Le Tombe dei Giganti di Arzachena
La Tomba dei Giganti Moru ripropone il classico schema in pianta costituito da un corpo tombale con vano funerario interno preceduto dall'emiciclo dell'esedra. Il corridoio sepolcrale, con piccolo atrio delimitato da due blocchi paralleli, è fermato da lastre verticali alternate a parti in muratura; due lastroni orizzontali sono quanto resta dell'originaria copertura. Il vano è racchiuso entro una struttura rettangolare delimitata da un paramento a filari.
Sul fronte si sviluppano i resti dell'esedra costituiti da alcuni blocchi di base e piccole lastre mentre della stele centrale rimane soltanto un frammento. Come molte tombe del territorio di Arzachena anche questa è il risultato di ristrutturazioni del XIII sec. a.C.

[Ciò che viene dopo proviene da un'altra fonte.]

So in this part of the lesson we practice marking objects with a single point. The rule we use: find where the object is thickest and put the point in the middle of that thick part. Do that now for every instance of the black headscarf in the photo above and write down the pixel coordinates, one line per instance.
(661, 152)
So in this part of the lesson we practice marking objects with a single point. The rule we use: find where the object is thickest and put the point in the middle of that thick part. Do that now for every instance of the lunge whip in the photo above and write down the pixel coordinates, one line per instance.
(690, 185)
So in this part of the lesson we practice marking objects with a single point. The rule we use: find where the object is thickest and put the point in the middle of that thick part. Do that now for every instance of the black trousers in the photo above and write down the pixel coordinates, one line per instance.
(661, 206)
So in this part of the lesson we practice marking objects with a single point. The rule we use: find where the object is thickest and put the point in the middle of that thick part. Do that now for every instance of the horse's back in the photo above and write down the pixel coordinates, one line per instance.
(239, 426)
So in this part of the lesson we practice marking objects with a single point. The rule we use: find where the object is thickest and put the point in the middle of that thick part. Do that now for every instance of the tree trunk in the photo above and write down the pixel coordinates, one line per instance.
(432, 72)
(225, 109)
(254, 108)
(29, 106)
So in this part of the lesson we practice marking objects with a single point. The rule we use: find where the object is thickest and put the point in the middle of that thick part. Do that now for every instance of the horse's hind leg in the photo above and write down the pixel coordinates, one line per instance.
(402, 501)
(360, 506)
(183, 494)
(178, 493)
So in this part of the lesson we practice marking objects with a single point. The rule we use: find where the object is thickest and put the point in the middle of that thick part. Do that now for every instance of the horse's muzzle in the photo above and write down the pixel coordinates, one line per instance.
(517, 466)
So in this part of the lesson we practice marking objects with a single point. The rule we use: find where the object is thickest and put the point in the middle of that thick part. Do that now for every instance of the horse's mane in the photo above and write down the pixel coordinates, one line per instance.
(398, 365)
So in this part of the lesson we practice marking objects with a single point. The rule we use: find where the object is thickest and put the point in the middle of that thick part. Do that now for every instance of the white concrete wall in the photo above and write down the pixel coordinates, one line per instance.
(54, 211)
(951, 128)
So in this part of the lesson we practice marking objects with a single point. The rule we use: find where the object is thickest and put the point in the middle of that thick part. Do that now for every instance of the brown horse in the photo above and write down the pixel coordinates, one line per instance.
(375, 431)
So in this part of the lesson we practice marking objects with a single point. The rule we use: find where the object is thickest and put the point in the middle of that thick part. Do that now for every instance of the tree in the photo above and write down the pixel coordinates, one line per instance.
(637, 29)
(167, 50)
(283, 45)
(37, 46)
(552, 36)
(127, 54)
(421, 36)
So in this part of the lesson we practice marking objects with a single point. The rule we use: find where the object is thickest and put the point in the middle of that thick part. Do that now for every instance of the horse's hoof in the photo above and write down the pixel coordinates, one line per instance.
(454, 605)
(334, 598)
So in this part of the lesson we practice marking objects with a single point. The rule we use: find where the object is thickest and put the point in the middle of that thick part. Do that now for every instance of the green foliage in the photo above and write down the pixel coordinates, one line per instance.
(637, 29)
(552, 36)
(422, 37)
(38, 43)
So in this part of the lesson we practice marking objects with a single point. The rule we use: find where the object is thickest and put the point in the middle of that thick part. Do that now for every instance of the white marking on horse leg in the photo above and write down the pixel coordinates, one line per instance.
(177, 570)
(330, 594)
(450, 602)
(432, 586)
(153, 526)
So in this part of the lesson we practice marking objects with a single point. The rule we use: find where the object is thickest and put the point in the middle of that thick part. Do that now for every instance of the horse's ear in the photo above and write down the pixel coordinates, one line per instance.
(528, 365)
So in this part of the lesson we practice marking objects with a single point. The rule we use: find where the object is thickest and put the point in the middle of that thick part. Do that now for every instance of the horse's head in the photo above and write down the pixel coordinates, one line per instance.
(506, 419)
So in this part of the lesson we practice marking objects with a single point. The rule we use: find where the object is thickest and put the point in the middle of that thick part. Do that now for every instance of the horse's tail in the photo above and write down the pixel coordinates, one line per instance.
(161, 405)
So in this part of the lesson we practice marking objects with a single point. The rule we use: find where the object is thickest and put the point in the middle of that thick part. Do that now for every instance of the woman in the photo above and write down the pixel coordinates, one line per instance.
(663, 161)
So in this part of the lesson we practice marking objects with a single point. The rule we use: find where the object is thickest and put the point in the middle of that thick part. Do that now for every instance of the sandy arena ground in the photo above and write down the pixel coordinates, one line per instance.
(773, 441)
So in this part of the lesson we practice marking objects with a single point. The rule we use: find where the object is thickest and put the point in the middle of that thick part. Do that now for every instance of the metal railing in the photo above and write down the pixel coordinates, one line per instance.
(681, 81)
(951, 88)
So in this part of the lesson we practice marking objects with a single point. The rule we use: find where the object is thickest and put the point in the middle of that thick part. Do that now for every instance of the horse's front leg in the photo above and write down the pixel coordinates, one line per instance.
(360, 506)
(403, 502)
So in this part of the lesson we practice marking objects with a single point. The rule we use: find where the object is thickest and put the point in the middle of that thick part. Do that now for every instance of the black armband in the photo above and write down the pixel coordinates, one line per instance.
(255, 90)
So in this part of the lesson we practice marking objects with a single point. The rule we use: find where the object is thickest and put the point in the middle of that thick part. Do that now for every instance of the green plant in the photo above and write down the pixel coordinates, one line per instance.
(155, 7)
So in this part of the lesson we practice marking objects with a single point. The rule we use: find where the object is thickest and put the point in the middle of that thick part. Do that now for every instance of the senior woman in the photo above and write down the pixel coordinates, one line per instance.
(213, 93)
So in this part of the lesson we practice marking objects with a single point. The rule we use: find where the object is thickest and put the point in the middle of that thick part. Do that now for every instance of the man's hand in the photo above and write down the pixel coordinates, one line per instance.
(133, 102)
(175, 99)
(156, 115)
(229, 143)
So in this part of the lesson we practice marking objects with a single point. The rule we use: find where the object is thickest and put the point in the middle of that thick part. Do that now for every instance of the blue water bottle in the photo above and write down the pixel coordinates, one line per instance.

La Tomba dei Giganti Li Lolghi è costruita sui resti di una precedente sepoltura megalitica del tipo “a galleria” (allée couverte). Il fronte è dominato dalla presenza dell'alta stele centinata monolitica (3,75 m. x 2,45 m.) che presenta il consueto motivo in rilievo costituito dal riquadro inferiore e dalla lunetta superiore. È situata al centro dell'ampia esedra semicircolare composta da 14 lastre ortostatiche di altezza decrescente verso le due estremità. Alla base della stele, una delle più alte della Sardegna, si apre lo stretto portello che introduce nella camera funeraria attualmente priva di copertura. Si tratta di un vano rettangolare di 27 m. che ingloba, al fondo, la precedente tomba dolmenica coperta. Il corpo tombale era all'origine coperto dal tumulo di piccole pietre che raggiungeva il massimo spessore nella zona absidale in fondo alla tomba.
La Tomba dei Giganti Coddu Vecchju o
Capichera è ai nostri occhi la più affascinante e suggestiva. Sorge su un terreno inclinato alle falde di un'area collinare oggi coltivata a vigneti (il che non guasta!) Costruita col granito locale, orientata lungo l'asse Est-Ovest con l'ingresso ad Est, è il prodotto della ristrutturazione di una più antica tomba dolmenica a galleria (allée couverte), lunga 10,5 e larga 3,50/4 metri, con pareti realizzate a lastre ortostatiche sormontate da alcuni filari di pietra e con copertura a lastroni orizzontali. In un secondo momento furono aggiunti gli elementi tipici della tomba dei giganti: l'esedra semicircolare costituita da ortostati e soprattutto
la stele centinata, la più grande del genere finora rinvenuta in Sardegna, in due elementi sovrapposti (altezza totale 4,04 m. e larghezza 1,90 m.) con alla base il portello scorniciato. Il monumento era in origine ricoperto da un tumulo costituito prevalentemente da pietre medio-piccole. I materiali restituiti dallo scavo (tegami, ciotole carenate, vasi a collo rientrante etc.) consentono di datare la prima fase della tomba alla cultura di Bonnanaro (Bronzo Antico 1800-1600 a.C.) e la sua ristrutturazione al Bronzo Medio (1600-1300 a.C.).
Chiudiamo con la speranza che le succinte ed evidentemente incomplete informazioni qui proposte inducano molti di voi a fare un viaggio nel nostro passato ristabilendo così, in un certo modo, quella stretta relazione che, aldilà dei millenni trascorsi di fronte ai quali la nostra esistenza è un granello di polvere, ci unisce indissolubilmente a chi ci ha preceduto (ed a chi ci succederà) in una comunione di sentimenti, di gioie e di dolori, sempre attuale di fronte alle vicissitudini della vita. A parte i telefonini, le automobili, gli aerei, i satelliti, i vaccini etc. in fondo siamo sempre tutti gli stessi a porci le stesse domande sui misteri della vita senza trovare una risposta definitiva: “Chi siamo? Da dove veniamo? Dove andiamo?" Buona ricerca!